American magazine publisher (1929-2017)

David Herbert Lipson (May 3, 1929 – December 25, 2017) was an American magazine publisher. He was the executive chairman of Metrocorp Publishing and owner of Boston, Manhattan, inc., and Philadelphia magazines.

==Early life and education==
Lipson was born May 3, 1929, in Philadelphia and raised in Easton, Pennsylvania. He graduated from Lafayette College in 1952. His father, Arthur Lipson, was a co-owner of a former Chamber of commerce publication named Greater Philadelphia.

==Career==
He joined his father's publication Greater Philadelphia in 1952 as an advertisement salesman. He became publisher in 1963, the owner in 1968, and changed the publication's name to Philadelphia. In 1967, the magazine developed a reputation for investigative journalism with an expose written by Gaeton Fonzi on The Philadelphia Inquirer journalist Harry Karafin for accepting bribes from subjects to not publish negative articles about them. By the end of the 1960s, the magazine had a circulation of 70,000.

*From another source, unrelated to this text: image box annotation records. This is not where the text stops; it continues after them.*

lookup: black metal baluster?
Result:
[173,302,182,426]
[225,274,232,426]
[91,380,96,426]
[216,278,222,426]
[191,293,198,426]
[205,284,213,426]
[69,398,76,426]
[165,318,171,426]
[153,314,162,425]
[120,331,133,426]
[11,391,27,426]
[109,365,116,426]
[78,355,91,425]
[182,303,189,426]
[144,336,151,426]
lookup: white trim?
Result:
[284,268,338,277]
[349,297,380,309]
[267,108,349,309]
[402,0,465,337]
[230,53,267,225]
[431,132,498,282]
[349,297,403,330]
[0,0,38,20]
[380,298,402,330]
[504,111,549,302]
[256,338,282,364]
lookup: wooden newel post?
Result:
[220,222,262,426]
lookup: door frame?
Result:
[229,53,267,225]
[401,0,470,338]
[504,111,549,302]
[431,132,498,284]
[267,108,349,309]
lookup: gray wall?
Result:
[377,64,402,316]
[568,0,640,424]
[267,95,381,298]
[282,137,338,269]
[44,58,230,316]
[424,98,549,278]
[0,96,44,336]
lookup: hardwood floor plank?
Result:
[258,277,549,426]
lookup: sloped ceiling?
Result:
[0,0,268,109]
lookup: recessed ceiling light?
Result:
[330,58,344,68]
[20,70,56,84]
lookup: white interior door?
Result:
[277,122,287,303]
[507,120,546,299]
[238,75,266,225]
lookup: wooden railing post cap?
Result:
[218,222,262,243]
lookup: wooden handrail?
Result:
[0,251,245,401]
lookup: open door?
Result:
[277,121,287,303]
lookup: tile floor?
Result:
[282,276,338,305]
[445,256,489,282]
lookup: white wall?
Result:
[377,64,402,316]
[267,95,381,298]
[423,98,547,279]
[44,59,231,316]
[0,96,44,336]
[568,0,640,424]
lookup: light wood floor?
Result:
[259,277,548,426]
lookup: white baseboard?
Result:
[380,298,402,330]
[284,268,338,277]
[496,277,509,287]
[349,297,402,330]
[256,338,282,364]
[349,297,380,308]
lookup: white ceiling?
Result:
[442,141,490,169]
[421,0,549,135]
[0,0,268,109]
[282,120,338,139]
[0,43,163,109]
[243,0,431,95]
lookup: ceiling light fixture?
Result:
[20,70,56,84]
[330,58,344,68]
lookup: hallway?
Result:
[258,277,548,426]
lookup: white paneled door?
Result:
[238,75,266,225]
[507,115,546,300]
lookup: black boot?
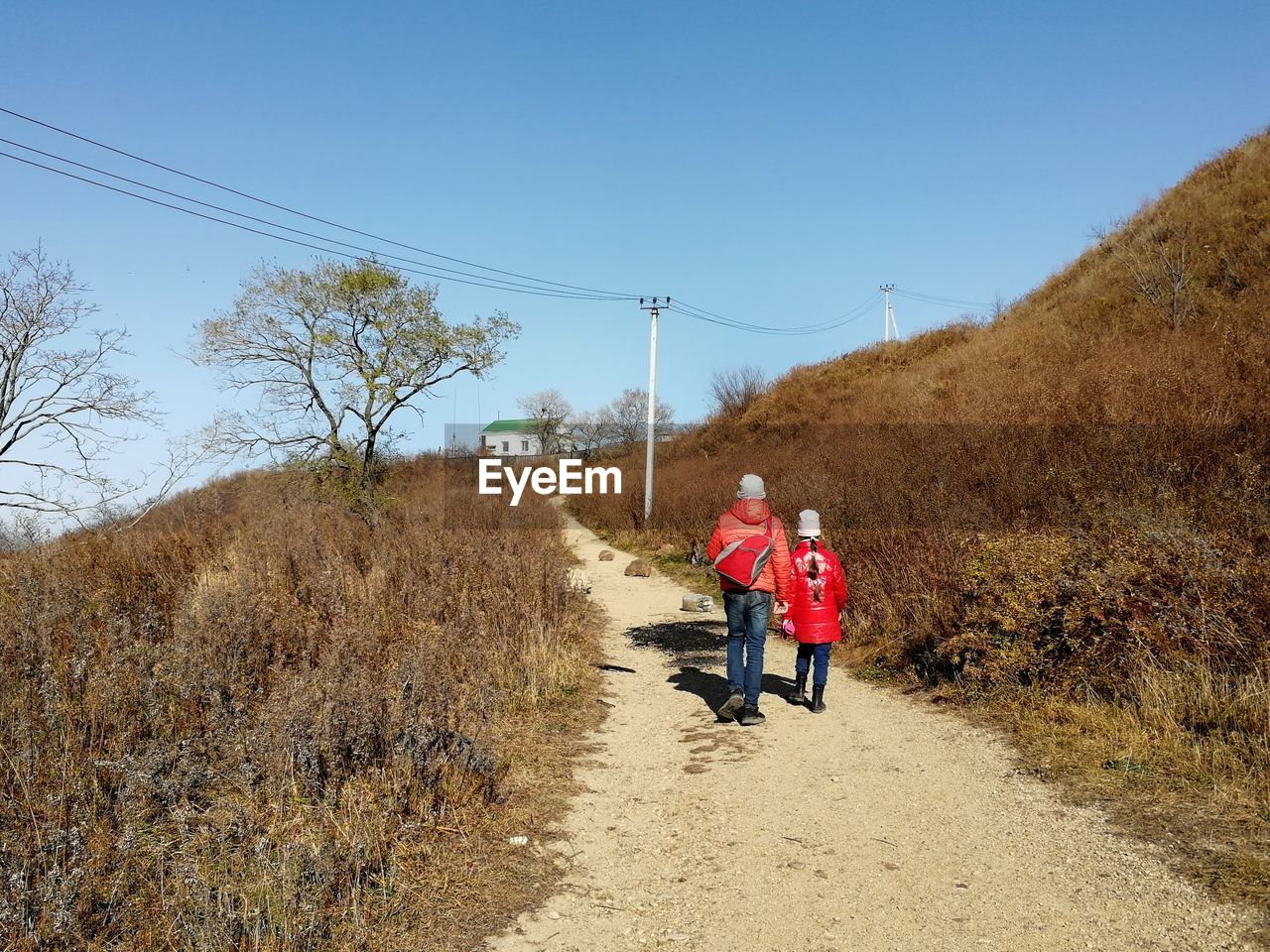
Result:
[788,674,807,704]
[812,684,825,713]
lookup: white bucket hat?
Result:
[798,509,821,538]
[736,472,767,499]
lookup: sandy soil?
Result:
[485,525,1253,952]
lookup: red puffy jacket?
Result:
[706,499,790,602]
[785,539,847,645]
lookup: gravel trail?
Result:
[485,522,1256,952]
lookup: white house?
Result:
[480,420,543,456]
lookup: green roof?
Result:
[481,420,534,432]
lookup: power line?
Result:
[893,289,993,308]
[0,137,629,300]
[0,105,639,300]
[0,107,992,336]
[668,294,881,336]
[0,151,635,300]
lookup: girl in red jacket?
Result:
[785,509,847,713]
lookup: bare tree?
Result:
[1093,216,1195,330]
[516,390,572,453]
[567,408,615,456]
[710,364,767,416]
[604,390,675,443]
[193,260,520,490]
[0,248,155,517]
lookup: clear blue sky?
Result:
[0,0,1270,484]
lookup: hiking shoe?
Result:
[715,690,745,721]
[812,684,825,713]
[785,674,807,704]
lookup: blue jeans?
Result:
[722,591,772,706]
[794,641,831,688]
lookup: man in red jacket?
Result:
[706,473,790,727]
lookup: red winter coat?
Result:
[706,499,790,602]
[785,539,847,645]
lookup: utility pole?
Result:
[877,285,899,340]
[639,298,671,526]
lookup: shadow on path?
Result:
[626,621,794,711]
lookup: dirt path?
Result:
[485,525,1252,952]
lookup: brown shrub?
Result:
[574,133,1270,896]
[0,459,591,949]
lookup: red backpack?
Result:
[715,516,776,589]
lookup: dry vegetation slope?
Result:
[577,135,1270,903]
[0,459,594,949]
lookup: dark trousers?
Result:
[794,641,833,688]
[722,591,772,706]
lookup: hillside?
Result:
[0,458,597,949]
[575,135,1270,901]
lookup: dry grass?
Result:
[0,459,595,949]
[575,127,1270,907]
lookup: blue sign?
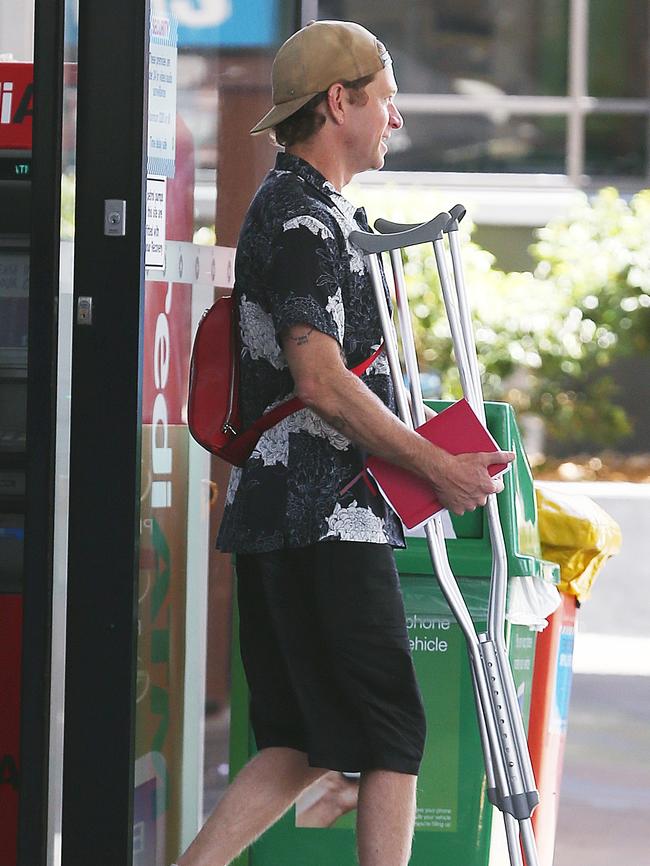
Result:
[155,0,279,48]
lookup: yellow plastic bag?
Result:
[535,482,623,602]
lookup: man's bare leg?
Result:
[177,748,327,866]
[357,770,417,866]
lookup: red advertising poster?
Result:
[0,63,34,150]
[0,594,23,866]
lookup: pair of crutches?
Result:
[349,205,539,866]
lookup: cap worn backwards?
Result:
[251,21,392,135]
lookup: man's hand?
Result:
[431,451,515,514]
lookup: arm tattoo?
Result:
[328,415,348,433]
[287,328,314,346]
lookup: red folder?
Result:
[366,399,509,529]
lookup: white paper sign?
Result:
[144,177,167,271]
[147,15,178,177]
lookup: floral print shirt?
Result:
[217,153,404,553]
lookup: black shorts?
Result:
[237,541,425,775]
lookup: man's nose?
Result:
[388,102,404,129]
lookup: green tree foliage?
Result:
[350,183,650,446]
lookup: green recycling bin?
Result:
[230,401,559,866]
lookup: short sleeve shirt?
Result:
[217,153,404,553]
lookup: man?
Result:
[179,21,514,866]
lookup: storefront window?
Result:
[318,0,650,186]
[133,0,296,866]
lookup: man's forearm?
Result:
[306,371,446,483]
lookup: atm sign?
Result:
[0,63,34,150]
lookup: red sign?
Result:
[0,63,34,150]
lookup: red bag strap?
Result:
[249,343,384,435]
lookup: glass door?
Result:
[56,0,298,866]
[133,2,296,866]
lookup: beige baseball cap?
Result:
[251,21,392,135]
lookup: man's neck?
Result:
[286,140,354,192]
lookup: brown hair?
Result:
[272,72,376,147]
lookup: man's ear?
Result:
[327,82,347,126]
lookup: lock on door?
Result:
[104,198,126,237]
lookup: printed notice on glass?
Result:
[147,15,178,177]
[144,177,167,271]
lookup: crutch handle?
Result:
[375,204,467,235]
[445,204,467,232]
[349,211,451,253]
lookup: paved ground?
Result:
[554,674,650,866]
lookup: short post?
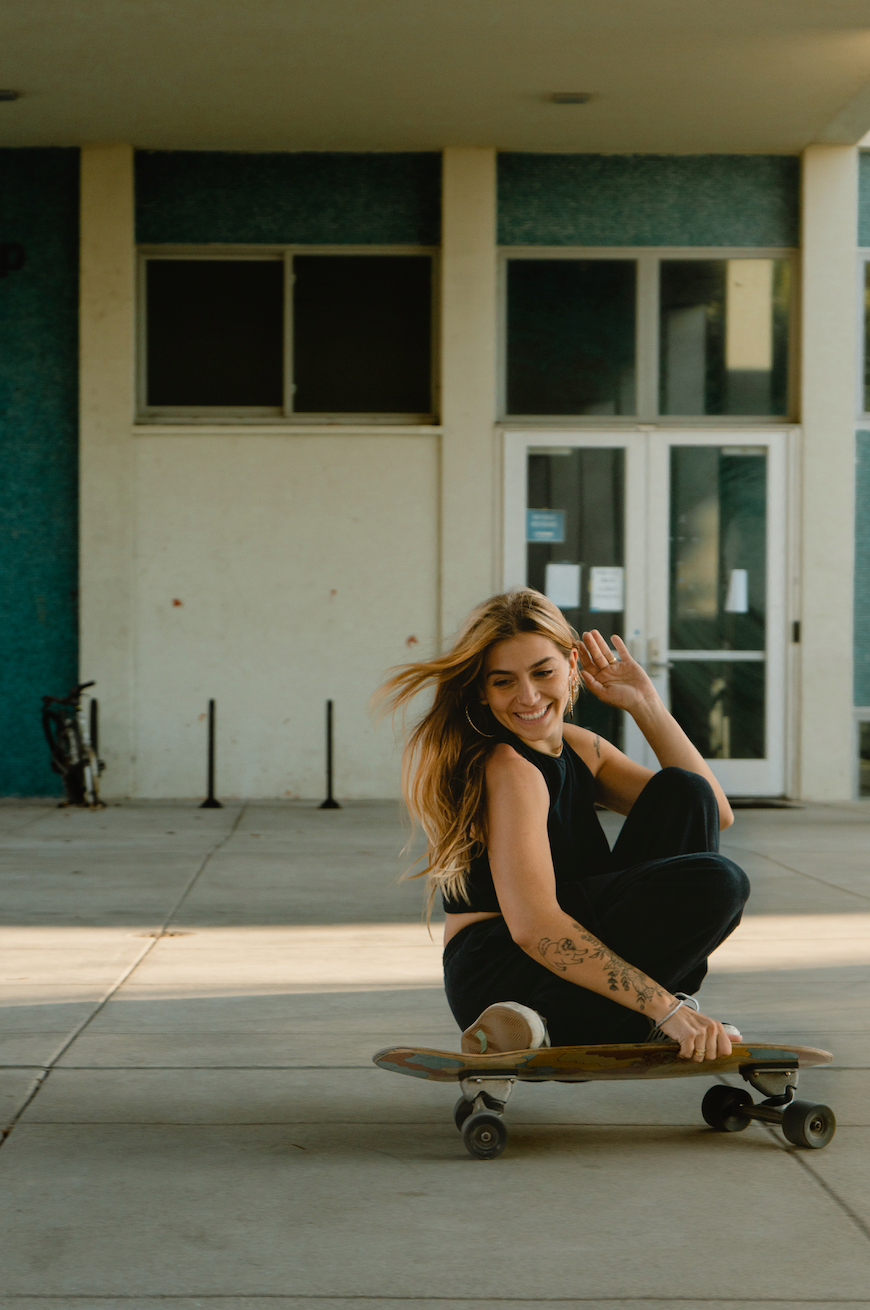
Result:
[199,701,224,810]
[318,701,341,810]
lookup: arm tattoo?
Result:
[537,924,664,1014]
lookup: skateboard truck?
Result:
[701,1065,837,1150]
[453,1074,516,1159]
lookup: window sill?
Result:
[132,419,442,436]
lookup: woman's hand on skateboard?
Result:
[659,1005,731,1064]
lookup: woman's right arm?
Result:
[486,743,731,1060]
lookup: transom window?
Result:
[502,250,796,422]
[139,248,436,422]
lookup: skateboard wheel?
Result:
[701,1083,752,1133]
[463,1110,507,1159]
[453,1096,474,1132]
[782,1100,837,1150]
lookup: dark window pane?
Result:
[660,259,790,415]
[863,262,870,414]
[507,259,637,414]
[293,254,432,414]
[671,660,765,760]
[147,259,284,409]
[525,447,625,747]
[670,445,768,651]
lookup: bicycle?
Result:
[42,683,105,810]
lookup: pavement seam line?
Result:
[0,1292,870,1306]
[0,802,248,1150]
[739,846,870,901]
[786,1146,870,1242]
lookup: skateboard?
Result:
[372,1041,837,1159]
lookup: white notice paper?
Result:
[544,565,580,609]
[590,569,625,614]
[725,569,749,614]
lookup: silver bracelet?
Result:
[655,1001,685,1030]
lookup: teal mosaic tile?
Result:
[854,432,870,705]
[858,151,870,246]
[136,151,442,245]
[0,149,79,796]
[498,153,801,246]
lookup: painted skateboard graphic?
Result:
[372,1041,836,1159]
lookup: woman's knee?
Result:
[647,765,718,808]
[702,854,749,914]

He repeated the formula in Boston with the purchase of another Chamber of commerce publication in 1971 which he named Boston. He launched Manhattan, inc. in 1984. It had a male, high-income clientele. In 1985 it had a circulation of 55,000 and won a National Magazine Award for general excellence. He briefly owned the Atlanta magazine. He served as the executive chairman of Metrocorp Publishing.

He died December 25, 2017, in Philadelphia and was interred at West Laurel Hill Cemetery in Bala Cynwyd, Pennsylvania.

==Personal life==
He was married three times and had a son and two daughters. He had homes in Margate, New Jersey, and Naples, Florida. His son David was CEO of Metrocorp Publishing.

In 2019, his wife Carol Lipson sued Metrocorp for $1.6 million for failure to make payment under the terms of a prenuptial agreement between her and D. Herbert Lipson.